In a video posted on his Facebook page, Viktor Orbán reassured László Brenzovics, who is the president of the association, that Transcarpathia’s Hungarians can count on the Hungarian government. Orbán offered KMKSZ financial assistance and help with repairing the damage done to its headquarters. In the early hours of Tuesday morning, an unidentified attacker placed an explosive device on one of the building’s windowsills which set the building on fire, destroying most of the ground floor. Brenzovics described the arson as
a terror attack.
The Hungarian Foreign Ministry condemned the attack and summoned Ukraine’s ambassador to Hungary over the incident. Foreign Minister Péter Szijjártó said the government expects Ukraine’s authorities to investigate the attack, identify and prosecute the perpetrators. The attack was also condemned by Hungary’s opposition parties as well as Ukrainian Foreign Minister Pavlo Klimkin and Hennadiy Moskal, governor of western Ukraine’s Zakarpattia Oblast.
FM Szijjártó discussed Tuesday’s attack with the head of the Organisation for Security and Cooperation in Europe (OSCE). Szijjártó said that in his telephone conversation with Thomas Greminger, he had repeated Hungary’s proposal that the OSCE’s special monitoring mission to Ukraine should establish a presence in Transcarpathia as well. The OSCE’s job is to prevent conflicts, Szijjártó said, adding that if the situation in Transcarpathia stayed as it currently is, it could have “dramatic consequences”. Szijjártó said that carrying out out Hungary’s initiative “would only be a matter of political will”, arguing that Greminger had confirmed that there was no legal obstacle to following through with it. The minister lamented the international community’s “silence” on the attack, saying that no country had spoken out against it or expressed its solidarity with Hungary. He said the situation in Ukraine was “serious”, with “nationalistic views gaining ground”. Szijjártó said this was also demonstrated by “the fact that Hungarians in Transcarpathia face constant intimidation”. Tuesday’s attack and the fact that it happened in a country looking to deepen its ties with both NATO and the European Union
crosses every line
This is the second time just over the course of February that the headquarters of KMKSZ has been attacked. In the early hours of Sunday, February 4, a petrol bomb was hurled at the same building. Since then the assailants behind the arson attempt have been identified as two Polish radicals from the right-wing extremist movement Falanga, according to Governor Moskal. The movement has a reputation of being pro-Russian, and some of their members have even fought in Donbass on the side of Russian separatists, and against Ukrainian forces. According to Moskal, their goal was probably to incite hatred between Ukrainian and Hungarian people. At the same time, last November Ukrainian patriot movement “Svoboda” held a rather intimidating rally in Beregovo (Beregszász) using fireworks and shouting nationalist slogans; they then went on to remove the Hungarian flag from the City Council building and tried to burn it. Soon after the events, police announced that those responsible would be prosecuted, although there have been no legal developments since then.
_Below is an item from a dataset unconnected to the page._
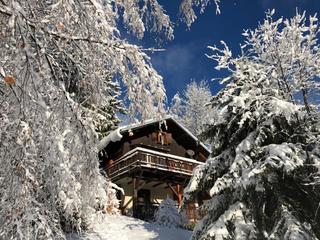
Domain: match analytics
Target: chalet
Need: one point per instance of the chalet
(151, 161)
And recently, Ukrainian nationalists published a threatening video on YouTube in which four unknown Ukrainian nationalists in paramilitary garb can be seen holding up a Ukrainian flag and the flag of the Ukrainian Resurgent Army which was a nationalist paramilitary and then partisan army during and after World War II. The four men then set fire to a Polish and a Hungarian flag while claiming that they won’t tolerate that Hungarians and Poles ‘endanger Ukraine’s territorial integrity’, and they won’t wait until they get stabbed in the back.
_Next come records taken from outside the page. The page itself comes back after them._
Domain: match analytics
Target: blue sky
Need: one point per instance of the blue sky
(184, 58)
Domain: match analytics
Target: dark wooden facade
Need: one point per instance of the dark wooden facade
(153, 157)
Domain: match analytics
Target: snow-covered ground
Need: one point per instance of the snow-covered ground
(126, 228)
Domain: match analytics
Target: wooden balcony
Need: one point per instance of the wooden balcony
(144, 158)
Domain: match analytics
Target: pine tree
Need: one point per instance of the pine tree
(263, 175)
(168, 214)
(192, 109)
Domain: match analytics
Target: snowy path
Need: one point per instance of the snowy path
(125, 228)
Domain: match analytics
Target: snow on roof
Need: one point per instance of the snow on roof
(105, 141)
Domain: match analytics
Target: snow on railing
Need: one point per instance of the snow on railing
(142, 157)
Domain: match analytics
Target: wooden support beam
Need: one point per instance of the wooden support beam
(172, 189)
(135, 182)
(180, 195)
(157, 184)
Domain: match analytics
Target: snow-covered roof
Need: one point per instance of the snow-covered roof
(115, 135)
Relations between Ukraine and Hungary have been quite tense over the course of the last several months. Ukraine views the Hungarian government’s Russia policy with distrust, while Ukraine’s controversial education law has become one of the main topics of debate (you can read our blog post on the topic here) between the two countries. While it purportedly aims to “modernize education” through reforms, the 7th paragraph of the law states that Ukraine’s official language in education is Ukrainian and the use of minority languages is allowed only in the first four grades of primary education. Shortly after its passage, the Orbán government declared that all diplomatic means would be used to make Ukraine withdraw the legislation. Hungary has been one of the most active supporters of Ukraine’s EU and NATO integration efforts in the past, but this support has since eroded over the education law dispute, with Hungary recently vetoing a meeting of the NATO-Ukraine Commission.